The margin for error in the NHL is razor thin and the Montreal Canadiens keep straddling that fine line, seemingly unsure of how to cross over it to become a winning hockey club. Even a 6 or 7 game winning streak could be enough to vault the Habs into to playoff contention. Goals will bring the fans out of their seats, but strong defence and consistency wins championships. Unfortunately all have been lacking in this year’s Canadiens.
With their season already on the line only 20 games into an 82 game schedule, the Habs may have finally shaken the playoff hangover from last season. With the exception of a recent no-show at home against the Penguins, the Habs have played with more emotion and intensity in the past 5 games. However, recurring outnumbered situations, both in their own end, and in the offensive zone continue, to cause the Canadiens to give up far too many high danger scoring chances to win consistently.
Playing without 2 of their top 4 defensemen from last year and the absence so far of all world goaltender Carey Price, continue to highlight this team’s struggles in their own end. Factor in the departure in free agency of Philip Danault, arguably one of the top 10 defensive centres in the league, and the resulting -26 overall team goal differential thus far shouldn’t be so surprising. However, the Habs poor play has been rampant all over the ice.
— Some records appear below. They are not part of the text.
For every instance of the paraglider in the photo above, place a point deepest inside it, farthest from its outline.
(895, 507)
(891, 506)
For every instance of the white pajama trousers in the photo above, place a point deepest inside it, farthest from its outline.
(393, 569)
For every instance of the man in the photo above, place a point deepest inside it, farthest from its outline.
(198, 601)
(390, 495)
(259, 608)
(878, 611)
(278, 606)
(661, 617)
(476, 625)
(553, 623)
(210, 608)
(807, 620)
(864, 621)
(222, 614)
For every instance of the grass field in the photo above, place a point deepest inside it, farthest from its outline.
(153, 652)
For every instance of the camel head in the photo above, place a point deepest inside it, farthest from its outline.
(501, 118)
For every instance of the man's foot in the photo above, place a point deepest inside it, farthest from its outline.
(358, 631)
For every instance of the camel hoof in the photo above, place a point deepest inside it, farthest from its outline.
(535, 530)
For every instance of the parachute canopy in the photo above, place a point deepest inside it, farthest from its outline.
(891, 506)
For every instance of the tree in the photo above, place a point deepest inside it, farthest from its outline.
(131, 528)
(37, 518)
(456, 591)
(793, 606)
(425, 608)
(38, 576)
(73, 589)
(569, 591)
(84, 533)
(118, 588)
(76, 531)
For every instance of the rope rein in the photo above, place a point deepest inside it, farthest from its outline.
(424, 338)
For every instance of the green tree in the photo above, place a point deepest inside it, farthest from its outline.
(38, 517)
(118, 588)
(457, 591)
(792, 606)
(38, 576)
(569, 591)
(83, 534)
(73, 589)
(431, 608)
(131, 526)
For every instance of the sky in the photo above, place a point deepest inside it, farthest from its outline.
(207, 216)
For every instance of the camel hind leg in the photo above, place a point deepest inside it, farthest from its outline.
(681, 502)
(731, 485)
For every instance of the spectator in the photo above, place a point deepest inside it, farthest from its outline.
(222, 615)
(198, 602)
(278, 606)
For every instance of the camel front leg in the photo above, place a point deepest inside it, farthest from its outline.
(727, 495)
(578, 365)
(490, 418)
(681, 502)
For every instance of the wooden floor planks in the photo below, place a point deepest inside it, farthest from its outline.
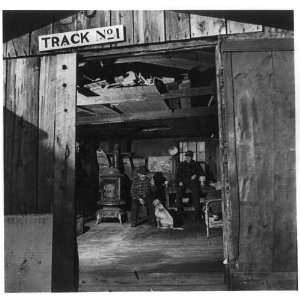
(114, 257)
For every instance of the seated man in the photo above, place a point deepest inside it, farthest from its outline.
(188, 176)
(141, 194)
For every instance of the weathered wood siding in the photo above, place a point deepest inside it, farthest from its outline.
(28, 249)
(39, 158)
(21, 136)
(260, 89)
(141, 27)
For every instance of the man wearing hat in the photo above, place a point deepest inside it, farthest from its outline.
(141, 195)
(188, 177)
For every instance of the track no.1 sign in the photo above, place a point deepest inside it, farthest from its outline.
(93, 36)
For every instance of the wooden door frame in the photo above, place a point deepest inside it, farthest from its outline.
(227, 138)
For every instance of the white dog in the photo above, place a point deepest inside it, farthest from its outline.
(163, 218)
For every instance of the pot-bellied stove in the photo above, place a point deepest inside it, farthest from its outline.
(111, 202)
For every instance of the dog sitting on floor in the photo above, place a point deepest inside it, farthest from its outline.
(163, 218)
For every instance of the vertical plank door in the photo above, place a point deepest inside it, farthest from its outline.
(260, 124)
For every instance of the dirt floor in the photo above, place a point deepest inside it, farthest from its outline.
(115, 257)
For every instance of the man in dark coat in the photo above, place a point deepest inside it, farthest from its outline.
(188, 177)
(141, 194)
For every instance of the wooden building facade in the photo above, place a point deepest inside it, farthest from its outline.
(256, 104)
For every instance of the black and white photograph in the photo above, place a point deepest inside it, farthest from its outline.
(149, 150)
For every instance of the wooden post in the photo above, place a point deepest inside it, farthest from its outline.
(65, 258)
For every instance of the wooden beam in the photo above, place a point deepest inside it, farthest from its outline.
(132, 94)
(162, 60)
(148, 49)
(153, 115)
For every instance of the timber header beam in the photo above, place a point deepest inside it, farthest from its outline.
(153, 115)
(122, 95)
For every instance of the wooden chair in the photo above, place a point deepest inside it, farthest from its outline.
(210, 211)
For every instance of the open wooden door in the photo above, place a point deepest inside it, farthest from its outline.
(39, 173)
(257, 143)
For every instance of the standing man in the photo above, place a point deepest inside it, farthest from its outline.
(188, 176)
(141, 194)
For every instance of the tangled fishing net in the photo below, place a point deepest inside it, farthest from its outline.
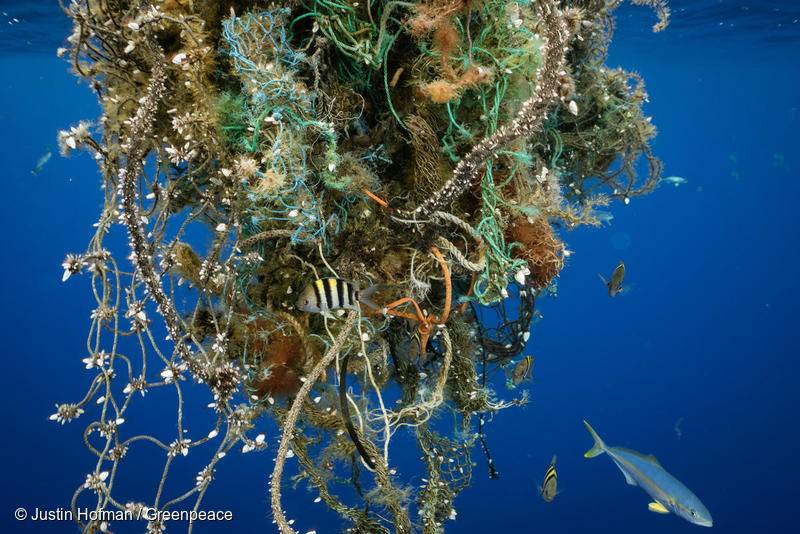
(435, 150)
Turnovers in all zones, poor line changes on the fly, pinches at the offensive blue line without forward backup, undisciplined play, missed defensive coverages and players leaving the zone early, have all contributed to odd numbered situations, and resulting losses and finger pointing at both the players and coaches.
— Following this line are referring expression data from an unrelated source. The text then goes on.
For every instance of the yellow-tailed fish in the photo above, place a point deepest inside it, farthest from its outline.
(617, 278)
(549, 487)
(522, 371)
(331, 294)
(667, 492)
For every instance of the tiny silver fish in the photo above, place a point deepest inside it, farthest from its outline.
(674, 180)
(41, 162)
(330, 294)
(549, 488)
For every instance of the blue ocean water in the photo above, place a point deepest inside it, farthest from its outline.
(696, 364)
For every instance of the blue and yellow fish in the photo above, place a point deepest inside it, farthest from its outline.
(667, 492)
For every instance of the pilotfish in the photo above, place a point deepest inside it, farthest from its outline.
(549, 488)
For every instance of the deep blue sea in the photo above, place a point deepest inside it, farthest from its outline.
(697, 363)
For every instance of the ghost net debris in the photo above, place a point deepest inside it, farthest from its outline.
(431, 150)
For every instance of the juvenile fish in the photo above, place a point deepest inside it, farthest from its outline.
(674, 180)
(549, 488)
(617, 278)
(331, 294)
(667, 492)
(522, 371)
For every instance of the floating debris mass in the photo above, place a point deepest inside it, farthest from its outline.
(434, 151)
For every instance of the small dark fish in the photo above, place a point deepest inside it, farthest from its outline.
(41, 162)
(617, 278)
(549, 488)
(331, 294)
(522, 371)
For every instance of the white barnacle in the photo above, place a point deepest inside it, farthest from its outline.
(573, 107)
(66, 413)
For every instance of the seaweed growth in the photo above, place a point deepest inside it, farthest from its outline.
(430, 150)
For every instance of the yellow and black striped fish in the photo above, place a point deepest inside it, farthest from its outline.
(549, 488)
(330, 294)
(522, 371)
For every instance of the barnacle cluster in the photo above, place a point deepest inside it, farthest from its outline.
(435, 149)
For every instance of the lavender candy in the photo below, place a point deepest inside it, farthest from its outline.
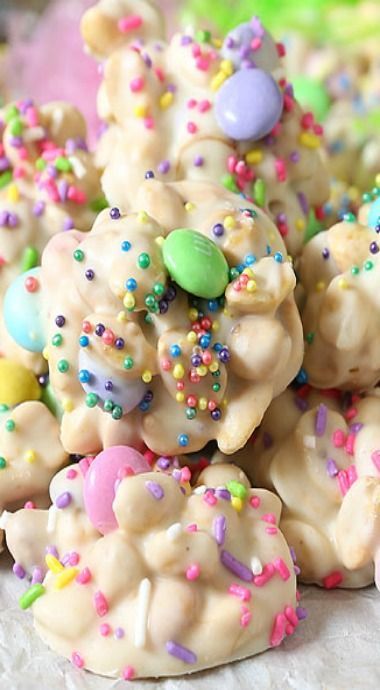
(180, 652)
(236, 567)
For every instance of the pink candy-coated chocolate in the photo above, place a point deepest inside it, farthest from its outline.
(101, 477)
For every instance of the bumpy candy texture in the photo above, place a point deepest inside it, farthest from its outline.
(188, 579)
(320, 452)
(135, 358)
(340, 274)
(204, 109)
(48, 183)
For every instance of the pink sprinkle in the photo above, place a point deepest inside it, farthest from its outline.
(269, 517)
(136, 84)
(278, 630)
(105, 629)
(239, 591)
(210, 498)
(375, 457)
(129, 23)
(338, 438)
(84, 576)
(128, 673)
(193, 572)
(266, 575)
(77, 660)
(281, 568)
(333, 580)
(246, 617)
(254, 502)
(191, 127)
(101, 604)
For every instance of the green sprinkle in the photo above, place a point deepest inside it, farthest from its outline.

In the offensive zone, both at 5 on 5 and on the power play, the Canadiens too often are shooting wide, or passing up shots entirely. They are continually and predictably rimming the puck around the boards to the so called weak side, sending the puck back and forth around the perimeter, instead of to the front of the net where most goals are scored. Defending teams eventually out number the Habs along the boards, gain possession and exit the zone, often with an odd man rush into the Habs zone.
Also sorely missing from the Canadiens attack is a strong net front presence. Brendan Gallagher, at 5 feet 9 inches in height, continues to drive all opposition defenders and goalies mad, but he cannot play on all four lines. Unfortunately the Habs have no one else making things difficult for opposing goaltenders. Even on the power play, most shots come from the perimeter or from the point without screens, making any NHL goalie’s game simplified.
Joel Edmundson and Carey Price will help this team on defence this year upon their returns, but the team needs a more consistent 5 man team effort in all zones to find success. The talent is already there. The Canadiens must find the level of intensity and cohesion necessary to compete in all 3 zones, get more pucks and bodies to the net, and defend as a 5 man unit for 60 minutes on a recurring basis, and they can cross over that fine line to become a winning hockey club.